Cap Fendig is the fringe man's Mike Huckabee. The Republican presidential candidate wants to keep the troops in Iraq, supports the fair tax, and promotes pro-life policies. But while Huckabee's profile continues to rise, Cap Fendig is hoping to grab four percent of the votes in Iowa, at most. That's what happens when the highest public office you've held is county commissioner.
The 53-year-old man certainly looks presidential, and speaks in a southern drawl that would make John Edwards swoon. His high-quality Web site has pictures of him and his wife looking like the all-American couple—complete with an out-of-focus background to imply Fendig is a stark contrast to the murky America that surrounds us all.
Fendig recently sold his tour company in Georgia to fund his campaign, but it was his business that inspired him to run in the first place. He said his platform consists of policies the "American people" want. Of course, most of those Americans are his conservative tour clientele.
Fendig is not ashamed to tell you that he thinks the constitution ought to be changed. First up, the Fair Tax, which would repeal the 16th amendment that allows the government to collect an income tax. Next, he wants to solve the immigration problem by scrapping pieces of the 14th Amendment. Under the Fendig administration, babies born in the United States would no longer be automatic U.S. citizens. Their parents would have to be citizens, as well. Unclear on whether America would make it a habit of deporting children before they leave the hospital. Oh, and don't forget to tack on a gay marriage amendment while you're at it. (Fendig said homosexuality is a lifestyle choice America cannot endorse but should protect.)
Constitutional changes aside, Fendig is making one novel recommendation: He wants to impose term limits on congressmen so that the legislative branch has a "rotation of fresh ideas and energy."
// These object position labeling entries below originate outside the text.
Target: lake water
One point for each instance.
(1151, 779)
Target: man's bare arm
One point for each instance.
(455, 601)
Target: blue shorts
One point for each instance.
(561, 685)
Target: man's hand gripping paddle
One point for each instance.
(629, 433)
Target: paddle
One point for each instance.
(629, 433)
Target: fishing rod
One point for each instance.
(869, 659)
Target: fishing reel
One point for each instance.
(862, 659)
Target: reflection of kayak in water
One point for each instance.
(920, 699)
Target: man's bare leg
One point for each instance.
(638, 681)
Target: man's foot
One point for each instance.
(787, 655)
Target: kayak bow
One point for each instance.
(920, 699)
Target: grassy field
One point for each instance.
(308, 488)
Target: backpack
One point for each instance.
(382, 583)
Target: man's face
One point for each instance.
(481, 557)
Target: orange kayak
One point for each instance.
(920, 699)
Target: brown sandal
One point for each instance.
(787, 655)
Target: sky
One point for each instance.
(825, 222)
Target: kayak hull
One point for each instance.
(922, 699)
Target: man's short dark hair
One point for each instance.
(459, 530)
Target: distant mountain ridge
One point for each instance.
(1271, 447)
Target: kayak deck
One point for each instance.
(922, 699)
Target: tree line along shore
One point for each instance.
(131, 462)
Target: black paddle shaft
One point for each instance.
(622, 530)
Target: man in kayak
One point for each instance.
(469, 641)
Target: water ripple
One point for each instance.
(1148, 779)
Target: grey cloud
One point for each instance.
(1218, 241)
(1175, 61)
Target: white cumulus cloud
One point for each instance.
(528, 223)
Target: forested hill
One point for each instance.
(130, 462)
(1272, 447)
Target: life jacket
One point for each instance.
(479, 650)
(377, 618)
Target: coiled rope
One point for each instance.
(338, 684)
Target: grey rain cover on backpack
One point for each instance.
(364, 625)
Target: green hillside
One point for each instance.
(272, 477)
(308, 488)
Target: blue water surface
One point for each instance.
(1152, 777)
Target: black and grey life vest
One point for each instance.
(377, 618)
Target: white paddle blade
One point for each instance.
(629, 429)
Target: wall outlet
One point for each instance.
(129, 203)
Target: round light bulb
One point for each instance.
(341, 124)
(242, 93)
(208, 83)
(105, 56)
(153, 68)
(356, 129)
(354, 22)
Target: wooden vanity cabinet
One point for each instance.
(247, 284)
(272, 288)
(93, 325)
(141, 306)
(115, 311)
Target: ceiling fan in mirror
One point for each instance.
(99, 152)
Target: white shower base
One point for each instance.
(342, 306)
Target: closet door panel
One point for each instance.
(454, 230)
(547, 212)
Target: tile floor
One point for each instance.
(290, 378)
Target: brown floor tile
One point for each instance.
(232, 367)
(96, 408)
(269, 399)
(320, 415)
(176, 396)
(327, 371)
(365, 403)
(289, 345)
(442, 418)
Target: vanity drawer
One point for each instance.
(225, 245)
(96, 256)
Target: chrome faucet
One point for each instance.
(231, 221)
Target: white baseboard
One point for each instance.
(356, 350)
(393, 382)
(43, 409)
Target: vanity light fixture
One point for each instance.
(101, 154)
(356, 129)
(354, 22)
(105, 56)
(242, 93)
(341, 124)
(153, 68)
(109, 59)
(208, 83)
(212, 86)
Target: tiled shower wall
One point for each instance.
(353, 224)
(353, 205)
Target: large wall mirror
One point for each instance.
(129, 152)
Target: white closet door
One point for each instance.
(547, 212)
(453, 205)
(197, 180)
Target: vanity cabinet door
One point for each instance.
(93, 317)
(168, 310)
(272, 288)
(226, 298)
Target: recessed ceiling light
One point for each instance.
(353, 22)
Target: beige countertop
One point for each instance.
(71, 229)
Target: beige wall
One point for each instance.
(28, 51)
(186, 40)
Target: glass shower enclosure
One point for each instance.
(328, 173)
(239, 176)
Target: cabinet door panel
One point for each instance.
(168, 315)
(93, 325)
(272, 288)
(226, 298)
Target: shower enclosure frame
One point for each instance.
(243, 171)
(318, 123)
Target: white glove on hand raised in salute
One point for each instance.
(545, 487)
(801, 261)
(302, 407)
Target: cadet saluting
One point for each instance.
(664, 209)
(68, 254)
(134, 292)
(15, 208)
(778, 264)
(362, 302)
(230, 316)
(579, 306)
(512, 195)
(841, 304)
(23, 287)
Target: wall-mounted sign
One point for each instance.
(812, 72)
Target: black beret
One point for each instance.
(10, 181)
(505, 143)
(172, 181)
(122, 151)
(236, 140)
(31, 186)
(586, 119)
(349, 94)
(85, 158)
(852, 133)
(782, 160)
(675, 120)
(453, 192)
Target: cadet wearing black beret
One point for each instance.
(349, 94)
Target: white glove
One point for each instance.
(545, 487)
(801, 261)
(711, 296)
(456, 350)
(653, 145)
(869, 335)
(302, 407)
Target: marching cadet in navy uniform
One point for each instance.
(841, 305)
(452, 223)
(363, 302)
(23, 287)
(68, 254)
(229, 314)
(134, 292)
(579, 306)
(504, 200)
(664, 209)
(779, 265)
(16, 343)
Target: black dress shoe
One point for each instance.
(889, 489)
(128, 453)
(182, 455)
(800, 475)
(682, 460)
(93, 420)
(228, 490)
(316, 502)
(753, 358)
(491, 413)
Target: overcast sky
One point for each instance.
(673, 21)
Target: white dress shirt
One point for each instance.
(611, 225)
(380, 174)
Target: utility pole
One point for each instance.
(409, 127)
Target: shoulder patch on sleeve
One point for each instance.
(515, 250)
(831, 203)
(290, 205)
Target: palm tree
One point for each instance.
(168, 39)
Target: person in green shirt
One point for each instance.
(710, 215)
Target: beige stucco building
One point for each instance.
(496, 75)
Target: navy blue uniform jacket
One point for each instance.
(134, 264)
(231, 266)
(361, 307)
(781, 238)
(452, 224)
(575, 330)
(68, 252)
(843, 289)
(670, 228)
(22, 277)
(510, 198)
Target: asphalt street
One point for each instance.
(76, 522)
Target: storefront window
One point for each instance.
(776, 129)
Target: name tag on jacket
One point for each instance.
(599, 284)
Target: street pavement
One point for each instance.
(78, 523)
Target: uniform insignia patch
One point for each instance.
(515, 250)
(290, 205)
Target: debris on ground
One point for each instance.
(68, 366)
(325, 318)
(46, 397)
Fendig, though, has more pressing concerns—like getting people to take him seriously. When Fendig delivered his official announcement speech at a county meeting, the video shows that the woman sitting behind him couldn't help but let loose a laugh.
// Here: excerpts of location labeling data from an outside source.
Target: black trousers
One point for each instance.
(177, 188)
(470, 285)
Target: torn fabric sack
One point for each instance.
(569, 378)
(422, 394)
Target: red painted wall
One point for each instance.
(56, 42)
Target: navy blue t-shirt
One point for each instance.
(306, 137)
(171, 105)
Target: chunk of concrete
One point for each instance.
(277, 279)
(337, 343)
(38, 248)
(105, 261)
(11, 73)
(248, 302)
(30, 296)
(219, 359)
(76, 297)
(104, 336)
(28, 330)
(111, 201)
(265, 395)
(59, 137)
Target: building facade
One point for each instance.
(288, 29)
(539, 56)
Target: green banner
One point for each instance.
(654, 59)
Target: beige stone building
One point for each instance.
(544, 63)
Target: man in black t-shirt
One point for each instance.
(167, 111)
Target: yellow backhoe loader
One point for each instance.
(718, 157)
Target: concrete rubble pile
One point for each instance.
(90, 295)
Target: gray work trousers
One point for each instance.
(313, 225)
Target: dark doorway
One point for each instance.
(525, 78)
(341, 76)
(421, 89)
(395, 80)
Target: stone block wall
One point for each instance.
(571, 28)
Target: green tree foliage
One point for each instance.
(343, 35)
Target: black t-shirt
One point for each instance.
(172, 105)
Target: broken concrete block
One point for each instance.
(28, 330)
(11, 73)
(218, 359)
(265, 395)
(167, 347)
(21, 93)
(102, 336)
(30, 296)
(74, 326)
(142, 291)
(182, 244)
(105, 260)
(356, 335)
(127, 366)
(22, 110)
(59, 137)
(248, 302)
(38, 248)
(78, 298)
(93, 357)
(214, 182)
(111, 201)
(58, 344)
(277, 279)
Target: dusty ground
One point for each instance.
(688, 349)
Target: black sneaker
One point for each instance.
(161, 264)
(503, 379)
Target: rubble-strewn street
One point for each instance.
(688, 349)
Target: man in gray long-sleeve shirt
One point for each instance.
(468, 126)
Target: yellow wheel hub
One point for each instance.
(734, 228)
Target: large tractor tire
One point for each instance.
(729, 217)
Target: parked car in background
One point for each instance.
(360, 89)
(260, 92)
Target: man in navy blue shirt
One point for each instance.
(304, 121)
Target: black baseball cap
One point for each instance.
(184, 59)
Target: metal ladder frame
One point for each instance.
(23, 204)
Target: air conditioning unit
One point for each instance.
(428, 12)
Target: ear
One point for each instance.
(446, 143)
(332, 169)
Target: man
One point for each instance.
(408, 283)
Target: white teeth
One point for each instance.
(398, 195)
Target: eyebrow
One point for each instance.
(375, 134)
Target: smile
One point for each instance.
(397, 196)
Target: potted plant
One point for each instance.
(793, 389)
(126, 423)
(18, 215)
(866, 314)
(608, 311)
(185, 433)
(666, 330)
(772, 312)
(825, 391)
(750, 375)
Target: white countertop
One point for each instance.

All aboard: The Republican presidential candidates may have found the perfect enemy: the Law of the Sea Treaty. The treaty, a U.N. convention ratified by 150 countries in 1994 but not by the United States, sets rules for navigating international waters, governs economic activity therein, and also establishes certain environmental standards. And, if you ask the GOP candidates, it must be stopped.
Mike Huckabee toldSlate's John Dickerson that the Law of the Sea has "damaging and dangerous implications for our national sovereignty." Fred Thompson said earlier this week that the law "gives a U.N.-affiliated organization far too much authority over U.S. interests." John McCain and Duncan Hunter have spoken out against the treaty as well.